Tokyo Electron, which makes equipment used in the chip manufacturing industry, has slumped by 13% from its highest point this month. Other top companies in the industry, like Advantest, Keyence, Renesas Electronics, and Fujitsu have all pulled back sharply. 

Potential BoJ rate hikes to boost the yen

The other reason behind the ongoing Nikkei 225 Index sell-off is that the Japanese yen continues its strong downward trend. The USD/JPY pair jumped to 161.55 today, and is hovering near its highest level in over 40 years.

Therefore, with the pair being above the key support of 160, investors are concerned that the BoJ will hike interest rates more to make the yen more attractive.

These fears are notable because the bank has fewer options to boost the Japanese yen. It has already pumped $73 billion to the market and hiked rates to a multi-decade high of 1%.

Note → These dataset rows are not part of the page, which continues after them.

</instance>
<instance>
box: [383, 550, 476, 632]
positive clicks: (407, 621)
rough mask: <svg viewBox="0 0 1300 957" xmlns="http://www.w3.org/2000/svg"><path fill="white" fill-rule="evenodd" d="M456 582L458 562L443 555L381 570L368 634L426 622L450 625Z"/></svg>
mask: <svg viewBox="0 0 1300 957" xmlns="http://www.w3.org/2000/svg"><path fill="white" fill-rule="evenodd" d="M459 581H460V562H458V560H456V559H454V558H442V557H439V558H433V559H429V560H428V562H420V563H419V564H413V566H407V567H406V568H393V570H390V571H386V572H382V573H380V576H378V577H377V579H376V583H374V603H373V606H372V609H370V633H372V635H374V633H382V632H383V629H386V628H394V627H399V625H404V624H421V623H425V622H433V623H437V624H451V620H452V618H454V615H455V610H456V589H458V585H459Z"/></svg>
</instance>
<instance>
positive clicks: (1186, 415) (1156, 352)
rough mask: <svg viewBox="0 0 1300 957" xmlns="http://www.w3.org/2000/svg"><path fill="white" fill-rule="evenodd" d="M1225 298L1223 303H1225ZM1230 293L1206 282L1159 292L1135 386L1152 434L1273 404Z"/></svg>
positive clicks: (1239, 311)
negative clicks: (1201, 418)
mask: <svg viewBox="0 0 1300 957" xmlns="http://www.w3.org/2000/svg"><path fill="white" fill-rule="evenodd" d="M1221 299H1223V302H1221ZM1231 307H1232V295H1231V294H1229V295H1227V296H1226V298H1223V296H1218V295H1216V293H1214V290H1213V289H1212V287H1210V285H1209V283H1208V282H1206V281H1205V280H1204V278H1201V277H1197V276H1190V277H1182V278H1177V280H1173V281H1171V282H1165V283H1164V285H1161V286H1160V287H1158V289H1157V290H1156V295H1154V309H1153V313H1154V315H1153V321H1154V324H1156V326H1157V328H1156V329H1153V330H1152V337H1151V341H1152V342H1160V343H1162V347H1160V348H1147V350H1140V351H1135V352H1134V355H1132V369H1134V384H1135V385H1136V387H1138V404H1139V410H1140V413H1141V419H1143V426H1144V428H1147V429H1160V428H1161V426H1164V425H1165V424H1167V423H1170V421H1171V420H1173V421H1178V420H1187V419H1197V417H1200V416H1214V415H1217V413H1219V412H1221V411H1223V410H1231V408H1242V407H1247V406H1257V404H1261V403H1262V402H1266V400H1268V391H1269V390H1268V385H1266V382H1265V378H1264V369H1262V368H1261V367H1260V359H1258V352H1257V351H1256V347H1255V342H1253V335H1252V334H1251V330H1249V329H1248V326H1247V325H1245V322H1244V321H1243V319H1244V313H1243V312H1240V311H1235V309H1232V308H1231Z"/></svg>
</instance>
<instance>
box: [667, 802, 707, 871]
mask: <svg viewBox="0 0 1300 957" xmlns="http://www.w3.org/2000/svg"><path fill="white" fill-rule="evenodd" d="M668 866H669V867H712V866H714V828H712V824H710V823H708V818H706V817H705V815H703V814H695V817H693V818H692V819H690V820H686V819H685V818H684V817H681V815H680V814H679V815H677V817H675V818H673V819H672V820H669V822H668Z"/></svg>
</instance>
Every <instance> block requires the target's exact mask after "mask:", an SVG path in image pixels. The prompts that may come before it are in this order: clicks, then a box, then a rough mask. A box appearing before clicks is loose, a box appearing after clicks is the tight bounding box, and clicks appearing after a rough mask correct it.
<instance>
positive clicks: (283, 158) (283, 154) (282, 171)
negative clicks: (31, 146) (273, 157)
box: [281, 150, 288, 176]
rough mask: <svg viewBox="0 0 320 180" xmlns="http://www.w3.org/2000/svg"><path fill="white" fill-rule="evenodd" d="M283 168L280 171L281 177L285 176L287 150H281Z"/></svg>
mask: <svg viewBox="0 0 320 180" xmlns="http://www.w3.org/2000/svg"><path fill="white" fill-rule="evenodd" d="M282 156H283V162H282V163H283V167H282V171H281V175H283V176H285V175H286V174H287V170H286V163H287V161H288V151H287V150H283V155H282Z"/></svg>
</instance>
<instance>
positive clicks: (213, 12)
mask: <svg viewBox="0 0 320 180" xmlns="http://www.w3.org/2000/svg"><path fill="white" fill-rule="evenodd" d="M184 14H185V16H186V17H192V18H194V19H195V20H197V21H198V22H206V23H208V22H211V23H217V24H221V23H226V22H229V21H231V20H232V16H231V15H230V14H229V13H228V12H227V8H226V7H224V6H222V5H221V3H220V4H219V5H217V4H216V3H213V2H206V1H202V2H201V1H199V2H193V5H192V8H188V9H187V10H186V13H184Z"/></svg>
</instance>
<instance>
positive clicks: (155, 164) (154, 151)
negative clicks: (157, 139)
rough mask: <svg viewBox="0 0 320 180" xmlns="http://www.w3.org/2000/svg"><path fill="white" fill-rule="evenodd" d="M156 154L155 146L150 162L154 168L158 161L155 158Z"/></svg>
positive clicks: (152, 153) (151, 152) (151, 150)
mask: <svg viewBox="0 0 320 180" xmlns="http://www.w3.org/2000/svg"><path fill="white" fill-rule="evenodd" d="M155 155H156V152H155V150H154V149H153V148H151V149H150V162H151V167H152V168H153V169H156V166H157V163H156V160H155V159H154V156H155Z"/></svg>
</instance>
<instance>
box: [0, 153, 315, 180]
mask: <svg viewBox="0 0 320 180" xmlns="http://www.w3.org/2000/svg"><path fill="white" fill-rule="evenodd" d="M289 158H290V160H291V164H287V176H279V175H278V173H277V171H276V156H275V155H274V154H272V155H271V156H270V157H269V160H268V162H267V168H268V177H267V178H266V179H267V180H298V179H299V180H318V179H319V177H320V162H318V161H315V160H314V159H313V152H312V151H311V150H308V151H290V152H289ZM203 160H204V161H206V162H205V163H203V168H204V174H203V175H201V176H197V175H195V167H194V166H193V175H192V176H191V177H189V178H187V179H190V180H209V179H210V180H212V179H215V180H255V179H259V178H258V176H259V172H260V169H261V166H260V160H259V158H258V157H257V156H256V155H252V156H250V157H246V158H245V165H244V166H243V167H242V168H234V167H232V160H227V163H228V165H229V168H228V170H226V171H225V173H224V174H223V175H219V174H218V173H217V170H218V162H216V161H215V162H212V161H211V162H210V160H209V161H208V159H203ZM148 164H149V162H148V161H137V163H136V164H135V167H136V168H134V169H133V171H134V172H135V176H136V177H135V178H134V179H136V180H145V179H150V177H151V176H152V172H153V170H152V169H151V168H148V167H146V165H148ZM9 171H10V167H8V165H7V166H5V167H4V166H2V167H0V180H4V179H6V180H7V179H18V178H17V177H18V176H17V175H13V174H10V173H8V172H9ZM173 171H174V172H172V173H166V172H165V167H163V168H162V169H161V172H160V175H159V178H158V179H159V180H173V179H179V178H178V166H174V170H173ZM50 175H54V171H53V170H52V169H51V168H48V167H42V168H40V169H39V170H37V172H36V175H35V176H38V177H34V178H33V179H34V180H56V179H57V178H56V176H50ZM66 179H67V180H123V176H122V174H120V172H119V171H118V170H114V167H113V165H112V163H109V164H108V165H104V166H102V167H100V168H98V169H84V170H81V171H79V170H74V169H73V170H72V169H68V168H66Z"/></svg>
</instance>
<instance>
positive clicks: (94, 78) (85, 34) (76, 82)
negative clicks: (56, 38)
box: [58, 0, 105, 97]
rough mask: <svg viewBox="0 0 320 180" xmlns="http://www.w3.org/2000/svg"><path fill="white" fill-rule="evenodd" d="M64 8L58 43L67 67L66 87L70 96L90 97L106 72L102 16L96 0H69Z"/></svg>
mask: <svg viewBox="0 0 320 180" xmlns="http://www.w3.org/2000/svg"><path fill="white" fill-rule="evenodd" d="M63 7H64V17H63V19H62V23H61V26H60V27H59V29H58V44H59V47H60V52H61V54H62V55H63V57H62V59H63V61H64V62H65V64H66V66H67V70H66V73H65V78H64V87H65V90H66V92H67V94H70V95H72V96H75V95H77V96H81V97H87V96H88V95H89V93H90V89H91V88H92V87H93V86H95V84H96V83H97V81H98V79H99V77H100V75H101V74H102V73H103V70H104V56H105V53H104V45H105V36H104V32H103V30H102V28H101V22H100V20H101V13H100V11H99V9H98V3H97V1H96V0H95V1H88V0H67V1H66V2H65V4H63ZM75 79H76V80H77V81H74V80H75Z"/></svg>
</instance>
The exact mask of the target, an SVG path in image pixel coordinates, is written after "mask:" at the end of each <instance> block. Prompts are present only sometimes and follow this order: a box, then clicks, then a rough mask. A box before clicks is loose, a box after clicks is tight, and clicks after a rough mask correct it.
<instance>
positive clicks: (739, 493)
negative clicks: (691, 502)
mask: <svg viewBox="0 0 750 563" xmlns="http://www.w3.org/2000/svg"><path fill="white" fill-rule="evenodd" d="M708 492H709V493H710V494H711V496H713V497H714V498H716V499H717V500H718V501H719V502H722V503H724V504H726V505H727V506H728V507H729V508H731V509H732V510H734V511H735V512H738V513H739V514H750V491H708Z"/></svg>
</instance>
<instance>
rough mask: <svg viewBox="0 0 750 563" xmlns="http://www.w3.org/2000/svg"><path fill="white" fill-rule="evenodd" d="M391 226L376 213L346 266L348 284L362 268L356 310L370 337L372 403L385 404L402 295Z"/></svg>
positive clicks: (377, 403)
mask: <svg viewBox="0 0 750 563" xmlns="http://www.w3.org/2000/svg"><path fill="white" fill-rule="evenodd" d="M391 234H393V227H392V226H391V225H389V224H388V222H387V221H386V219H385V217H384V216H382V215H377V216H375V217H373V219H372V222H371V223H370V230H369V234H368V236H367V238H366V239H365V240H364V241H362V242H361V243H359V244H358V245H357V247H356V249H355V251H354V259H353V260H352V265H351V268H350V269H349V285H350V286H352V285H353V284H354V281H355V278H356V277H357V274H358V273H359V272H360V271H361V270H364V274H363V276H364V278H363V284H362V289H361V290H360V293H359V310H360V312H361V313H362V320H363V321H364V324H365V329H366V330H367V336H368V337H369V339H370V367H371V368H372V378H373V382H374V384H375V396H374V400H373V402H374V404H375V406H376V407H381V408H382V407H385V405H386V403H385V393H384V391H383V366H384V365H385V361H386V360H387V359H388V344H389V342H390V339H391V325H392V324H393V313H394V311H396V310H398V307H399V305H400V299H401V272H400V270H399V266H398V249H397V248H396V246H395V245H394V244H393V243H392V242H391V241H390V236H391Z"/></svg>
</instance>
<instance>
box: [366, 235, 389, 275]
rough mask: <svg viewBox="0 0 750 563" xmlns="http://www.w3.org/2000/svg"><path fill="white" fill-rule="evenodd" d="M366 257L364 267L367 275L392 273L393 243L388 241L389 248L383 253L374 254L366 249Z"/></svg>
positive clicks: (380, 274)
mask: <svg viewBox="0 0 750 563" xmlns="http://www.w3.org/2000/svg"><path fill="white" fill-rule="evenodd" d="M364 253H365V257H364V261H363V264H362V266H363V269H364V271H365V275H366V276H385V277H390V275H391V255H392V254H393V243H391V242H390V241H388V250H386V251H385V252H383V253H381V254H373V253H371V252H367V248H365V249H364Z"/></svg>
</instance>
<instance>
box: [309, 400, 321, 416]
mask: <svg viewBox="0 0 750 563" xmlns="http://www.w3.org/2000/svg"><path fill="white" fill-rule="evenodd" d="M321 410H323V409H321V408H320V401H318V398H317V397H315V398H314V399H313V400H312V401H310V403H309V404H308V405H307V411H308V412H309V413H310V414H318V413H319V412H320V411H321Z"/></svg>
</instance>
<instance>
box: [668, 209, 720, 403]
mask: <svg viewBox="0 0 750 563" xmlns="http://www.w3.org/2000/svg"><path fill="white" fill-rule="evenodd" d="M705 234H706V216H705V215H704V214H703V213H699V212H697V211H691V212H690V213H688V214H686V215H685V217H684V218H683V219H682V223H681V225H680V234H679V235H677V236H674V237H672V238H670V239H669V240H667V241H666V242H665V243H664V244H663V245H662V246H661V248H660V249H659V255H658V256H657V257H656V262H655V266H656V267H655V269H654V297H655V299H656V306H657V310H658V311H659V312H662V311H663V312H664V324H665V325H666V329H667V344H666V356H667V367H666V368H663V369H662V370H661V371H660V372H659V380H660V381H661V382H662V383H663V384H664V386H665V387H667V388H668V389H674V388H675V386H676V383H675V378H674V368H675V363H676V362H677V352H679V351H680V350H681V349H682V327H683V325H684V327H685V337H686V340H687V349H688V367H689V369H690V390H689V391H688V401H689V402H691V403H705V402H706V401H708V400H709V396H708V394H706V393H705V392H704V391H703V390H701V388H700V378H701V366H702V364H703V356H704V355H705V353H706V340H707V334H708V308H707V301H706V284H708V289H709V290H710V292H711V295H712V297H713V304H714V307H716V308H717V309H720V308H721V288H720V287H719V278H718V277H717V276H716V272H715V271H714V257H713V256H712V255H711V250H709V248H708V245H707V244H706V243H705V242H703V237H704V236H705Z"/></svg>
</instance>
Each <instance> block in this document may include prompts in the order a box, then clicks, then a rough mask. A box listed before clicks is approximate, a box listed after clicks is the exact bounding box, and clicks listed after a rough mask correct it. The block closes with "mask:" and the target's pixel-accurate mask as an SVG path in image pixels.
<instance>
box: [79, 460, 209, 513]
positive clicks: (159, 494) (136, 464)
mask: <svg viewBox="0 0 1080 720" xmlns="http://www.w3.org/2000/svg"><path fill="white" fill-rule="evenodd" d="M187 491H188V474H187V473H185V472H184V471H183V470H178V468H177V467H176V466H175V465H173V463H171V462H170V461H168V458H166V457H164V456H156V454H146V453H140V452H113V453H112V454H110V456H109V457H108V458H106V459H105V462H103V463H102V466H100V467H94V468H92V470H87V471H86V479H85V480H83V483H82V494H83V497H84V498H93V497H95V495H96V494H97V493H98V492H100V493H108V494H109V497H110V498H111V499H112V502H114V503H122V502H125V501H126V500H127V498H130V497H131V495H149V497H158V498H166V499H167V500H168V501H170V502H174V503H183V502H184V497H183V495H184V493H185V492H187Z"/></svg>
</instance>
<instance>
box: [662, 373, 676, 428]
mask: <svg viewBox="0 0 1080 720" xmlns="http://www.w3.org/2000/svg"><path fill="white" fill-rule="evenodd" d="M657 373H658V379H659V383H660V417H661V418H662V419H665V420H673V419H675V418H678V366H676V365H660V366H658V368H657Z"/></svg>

Still, despite this, the spread between the US and Japanese bonds is substantial, a widening that may continue if the Fed hikes rates later this year. Worse, it is highly unlikely that the US will come to Japan’s rescue using currency swaps before the upcoming midterm elections.

These fears explain why Japan bond yields are rising gradually. The ten-year yield rose to 2.67%, while the two-year yield rose to 1.41%.

Nikkei 225 Index technical analysis

Nikkei 225

Ni225 | Source: TradingView

The daily chart shows that the Nikkei 225 Index has pulled back in the past few days. It has slipped from a high of 72,781 on Monday to the current 68,572. This retreat has coincided with that of US indices like the S&P 500 and Nasdaq 100 indices. 

Because of the recent rally, the index has remained above the 50-day and other moving averages. The two lines of the Percentage Price Oscillator (PPO) have formed a horizontal channel.

Therefore, the index will likely remain under pressure in the near term as investors start booking profits. If this happens, the next level to watch will be the psychological level of 68,800.